As part of the QNET startup, it will try to determine if there is a “name
conflict”
on network. If it found one, (in your case, one of the “localhost” win, but
second one detect a conflict) QNET put itself into this mode that it only
configured
itself, but won’t talk to anybody on the network.

So in your case, if you have a 3rd machine with some other name, (other then
localhost)
you would actually see one “localhost” is Okey, but the other is
unreachable.

To avoid name conflict, you either use “Configure->Network Config” to set
correct
hostname for each machine (which it will remember, and set same hostname
next time
you boot); Or you use QNET host=“name.domin” option to pass one to QNET.
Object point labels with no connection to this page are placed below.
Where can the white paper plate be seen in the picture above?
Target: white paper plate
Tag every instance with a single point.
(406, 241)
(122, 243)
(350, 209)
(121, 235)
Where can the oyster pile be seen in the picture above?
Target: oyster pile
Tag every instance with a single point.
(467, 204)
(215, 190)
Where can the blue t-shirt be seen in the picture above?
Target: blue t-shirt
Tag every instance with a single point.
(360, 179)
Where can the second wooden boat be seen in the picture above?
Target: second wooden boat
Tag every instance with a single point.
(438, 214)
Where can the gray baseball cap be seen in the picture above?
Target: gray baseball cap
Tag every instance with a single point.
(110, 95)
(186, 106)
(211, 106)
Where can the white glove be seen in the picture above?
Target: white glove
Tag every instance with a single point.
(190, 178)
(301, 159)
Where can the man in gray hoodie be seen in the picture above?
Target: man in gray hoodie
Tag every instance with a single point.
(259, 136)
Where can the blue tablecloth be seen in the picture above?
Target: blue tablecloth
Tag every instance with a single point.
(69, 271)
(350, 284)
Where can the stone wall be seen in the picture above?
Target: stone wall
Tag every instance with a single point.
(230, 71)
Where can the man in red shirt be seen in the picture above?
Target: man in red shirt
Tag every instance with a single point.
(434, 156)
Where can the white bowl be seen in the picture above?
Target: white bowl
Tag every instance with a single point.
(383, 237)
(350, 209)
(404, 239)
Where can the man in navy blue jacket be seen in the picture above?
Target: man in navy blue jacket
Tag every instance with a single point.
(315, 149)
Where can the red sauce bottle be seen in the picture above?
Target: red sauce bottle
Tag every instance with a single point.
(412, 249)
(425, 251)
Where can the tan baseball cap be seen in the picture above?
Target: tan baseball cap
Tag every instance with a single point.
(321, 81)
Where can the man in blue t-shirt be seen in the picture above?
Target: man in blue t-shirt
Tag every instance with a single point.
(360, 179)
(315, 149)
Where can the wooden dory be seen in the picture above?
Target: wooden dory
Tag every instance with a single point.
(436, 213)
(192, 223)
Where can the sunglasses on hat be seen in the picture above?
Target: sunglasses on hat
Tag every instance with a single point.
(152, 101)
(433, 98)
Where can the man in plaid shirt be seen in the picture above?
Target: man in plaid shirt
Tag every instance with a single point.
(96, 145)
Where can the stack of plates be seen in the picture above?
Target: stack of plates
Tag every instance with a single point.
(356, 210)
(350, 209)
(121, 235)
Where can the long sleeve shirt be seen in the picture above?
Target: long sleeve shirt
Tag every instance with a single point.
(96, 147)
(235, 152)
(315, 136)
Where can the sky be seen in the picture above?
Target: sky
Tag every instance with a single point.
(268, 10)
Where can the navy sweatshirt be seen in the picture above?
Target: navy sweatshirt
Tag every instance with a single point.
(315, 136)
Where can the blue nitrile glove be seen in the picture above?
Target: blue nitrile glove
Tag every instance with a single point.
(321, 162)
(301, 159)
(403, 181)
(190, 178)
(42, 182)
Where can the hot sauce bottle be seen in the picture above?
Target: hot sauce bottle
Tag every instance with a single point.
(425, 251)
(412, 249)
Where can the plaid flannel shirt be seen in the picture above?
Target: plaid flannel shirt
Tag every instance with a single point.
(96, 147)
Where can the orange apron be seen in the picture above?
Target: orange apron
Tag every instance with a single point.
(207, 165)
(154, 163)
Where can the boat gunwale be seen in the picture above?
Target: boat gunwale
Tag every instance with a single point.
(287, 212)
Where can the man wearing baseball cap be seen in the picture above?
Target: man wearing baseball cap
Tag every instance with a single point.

Once you are in the name conflict status, you can also reset your hostname
(/bin/hostname newname),
QNET will notice the hostname is changed, and re-try the new name; and if it
is not
conflict with anybody, it will then fully start up.

-xtang

Jan Ptacek <> ptacek@esys.cz> > wrote in message
news:> Pine.LNX.4.44.0301211927490.5601-100000@mail.esys.cz> …
Hello,
I have problems with QNET since I upgraded to 6.2. I have 2 boxes running
6.2 on the same subnet, network cards are 3Com905-TX. Sometimes after I
reboot one of them, I can’t see the second one in the /net. On both
machines there is only localhost name in the /net directory. When I do ls
/net/second_machine I get “No route to host” though I can ping or telnet
between the boxes. I tried to restart io-net manually with different
parameters - nothing works. I must do HW reset of both machines (even a
few times) before i finally get both nodes to /net.

Thanks in advance,
Jan.
\

Jan Ptacek wrote:

I’m sorry for the misunderstanding. When I wrote that “there is only
localhost name in the /net directory” I meant that there is only name of
the particular host. Of course I have different hostnames on both nodes.
These hostnames are node1.esys.cz and node2.esys.cz. When I restart for
example node1, then I see only node1 in the /net directory of
node1.esys.cz and node2 in the /net directory of node2.esys.cz. And the
only way to get both node1 and node2 to both /net directories is to HW
reset both machines.

I think there is a problem with the 3Com905 driver. When we upgraded to
QNX 6.1, I spent a week running around installing 3Com905 cards in
everyone’s boxes, because they were the only ones that worked reliably.
After installing QNX 6.2, some of the cards worked for a while, but many
refused to work right off the bat, and the ones that did work eventually
stopped working. Suffice it to say, I spent another week running
around swapping out the 3Com cards for the SMC and Intel cards that were
originally in the machines.

The 3Com cards were all the same exact model and revision, out of a
25-pack that was purchased when we found out they worked with QNX 6.1.

Some symptoms we saw:

  1. No TCP/IP connectivity, but qnet worked.
  2. Refusal to acknowledge that there was a valid link between the card
    and the network switch. A Windows system with the exact same card had no
    problem communicating on that network.